We have local feature branches, a github origin
branch and Heroku staging
and production
remote branches.
As local features become ready for review by a larger audience we'd like to push them to staging
:
$ git push staging local-branch-name:master
Fetching repository, done.
To [email protected]:app-staging.git
! [rejected] local-branch-name -> master (non-fast-forward)
error: failed to push some refs to '[email protected]:app-staging.git'
hint: Updates were rejected because a pushed branch tip is behind its remote
hint: counterpart. Check out this branch and integrate the remote changes
hint: (e.g. 'git pull ...') before pushing again.
hint: See the 'Note about fast-forwards' in 'git push --help' for details.

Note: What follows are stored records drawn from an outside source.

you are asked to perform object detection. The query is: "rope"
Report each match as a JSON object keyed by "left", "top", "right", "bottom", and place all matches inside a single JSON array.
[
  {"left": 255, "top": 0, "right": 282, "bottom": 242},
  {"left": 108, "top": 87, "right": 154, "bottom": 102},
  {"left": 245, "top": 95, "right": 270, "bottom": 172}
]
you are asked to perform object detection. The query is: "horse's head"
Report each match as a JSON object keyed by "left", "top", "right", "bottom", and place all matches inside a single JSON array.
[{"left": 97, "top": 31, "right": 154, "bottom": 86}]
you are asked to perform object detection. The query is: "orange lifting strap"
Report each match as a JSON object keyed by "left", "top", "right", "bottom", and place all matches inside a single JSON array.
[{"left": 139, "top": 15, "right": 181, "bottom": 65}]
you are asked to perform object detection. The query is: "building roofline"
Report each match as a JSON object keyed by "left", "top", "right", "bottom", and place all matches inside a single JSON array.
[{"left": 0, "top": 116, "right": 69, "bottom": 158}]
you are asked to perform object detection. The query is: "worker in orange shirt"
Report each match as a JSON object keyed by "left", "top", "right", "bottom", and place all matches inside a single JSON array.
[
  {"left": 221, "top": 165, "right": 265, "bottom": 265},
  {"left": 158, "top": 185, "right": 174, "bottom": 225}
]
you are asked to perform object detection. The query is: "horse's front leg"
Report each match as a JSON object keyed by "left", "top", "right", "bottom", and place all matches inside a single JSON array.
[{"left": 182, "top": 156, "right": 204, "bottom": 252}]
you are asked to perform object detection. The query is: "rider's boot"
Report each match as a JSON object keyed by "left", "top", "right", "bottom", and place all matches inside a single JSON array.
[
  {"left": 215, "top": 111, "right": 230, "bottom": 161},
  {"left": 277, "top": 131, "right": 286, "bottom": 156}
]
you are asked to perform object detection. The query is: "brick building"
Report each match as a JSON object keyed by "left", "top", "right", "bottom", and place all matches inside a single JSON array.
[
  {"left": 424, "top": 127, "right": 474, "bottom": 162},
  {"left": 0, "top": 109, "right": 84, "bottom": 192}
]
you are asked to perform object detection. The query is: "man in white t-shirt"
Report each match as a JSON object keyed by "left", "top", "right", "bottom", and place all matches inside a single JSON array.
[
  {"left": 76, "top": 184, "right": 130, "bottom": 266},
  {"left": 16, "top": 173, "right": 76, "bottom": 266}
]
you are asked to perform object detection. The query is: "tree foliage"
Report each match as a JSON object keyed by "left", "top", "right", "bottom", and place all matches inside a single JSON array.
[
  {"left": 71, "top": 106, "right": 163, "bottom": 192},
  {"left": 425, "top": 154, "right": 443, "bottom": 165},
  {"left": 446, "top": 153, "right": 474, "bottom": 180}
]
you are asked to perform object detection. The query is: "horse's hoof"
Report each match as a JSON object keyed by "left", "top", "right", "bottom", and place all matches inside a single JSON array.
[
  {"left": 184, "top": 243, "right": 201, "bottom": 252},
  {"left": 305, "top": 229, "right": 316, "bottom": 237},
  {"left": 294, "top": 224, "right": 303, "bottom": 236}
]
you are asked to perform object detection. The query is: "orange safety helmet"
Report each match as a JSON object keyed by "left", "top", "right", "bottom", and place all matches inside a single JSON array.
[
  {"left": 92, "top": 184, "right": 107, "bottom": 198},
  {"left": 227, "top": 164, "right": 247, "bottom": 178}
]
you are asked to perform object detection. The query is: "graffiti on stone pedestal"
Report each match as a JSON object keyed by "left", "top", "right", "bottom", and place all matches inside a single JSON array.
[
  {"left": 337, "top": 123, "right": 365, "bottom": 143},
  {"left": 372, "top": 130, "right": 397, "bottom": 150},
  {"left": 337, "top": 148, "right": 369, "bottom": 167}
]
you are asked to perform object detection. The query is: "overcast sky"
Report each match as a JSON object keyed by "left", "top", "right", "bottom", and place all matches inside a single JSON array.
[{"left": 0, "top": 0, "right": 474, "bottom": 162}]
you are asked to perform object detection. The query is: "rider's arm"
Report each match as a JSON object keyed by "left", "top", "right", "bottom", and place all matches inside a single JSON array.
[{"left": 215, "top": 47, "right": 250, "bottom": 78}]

Part of me wants to --force
the issue but git push -f
to a remote is taboo. I could pull in the changes as the "hint" says but given that the branches we push into staging are often short lived and may have little to do with each other this seems like it would be unnecessary and confusing.
What is the proper procedure for sharing a staging server on Heroku?
You're essentially using git on your staging server as a deployment mechanism, not for version control. You already have your real remote on github, so I don't see the harm in force pushing to your staging server as long as you never pull changes from it.
Force pushing is typically a bad idea for two reasons.
You can lose commits. If you force push to a remote that is ahead of your branch, those commits ahead of yours will be lost.
You can mangle other developers' repositories. If you force push to a remote branch that another developer has already pulled, their branch will be out of sync with the remote and it could be difficult to recover.
However, in this case you are only pushing to the repository. You will never lose commits because the upstream will never be ahead of any particular branch. Also, it is never pulled by other developers. For those reasons, it is ok to force push in this case.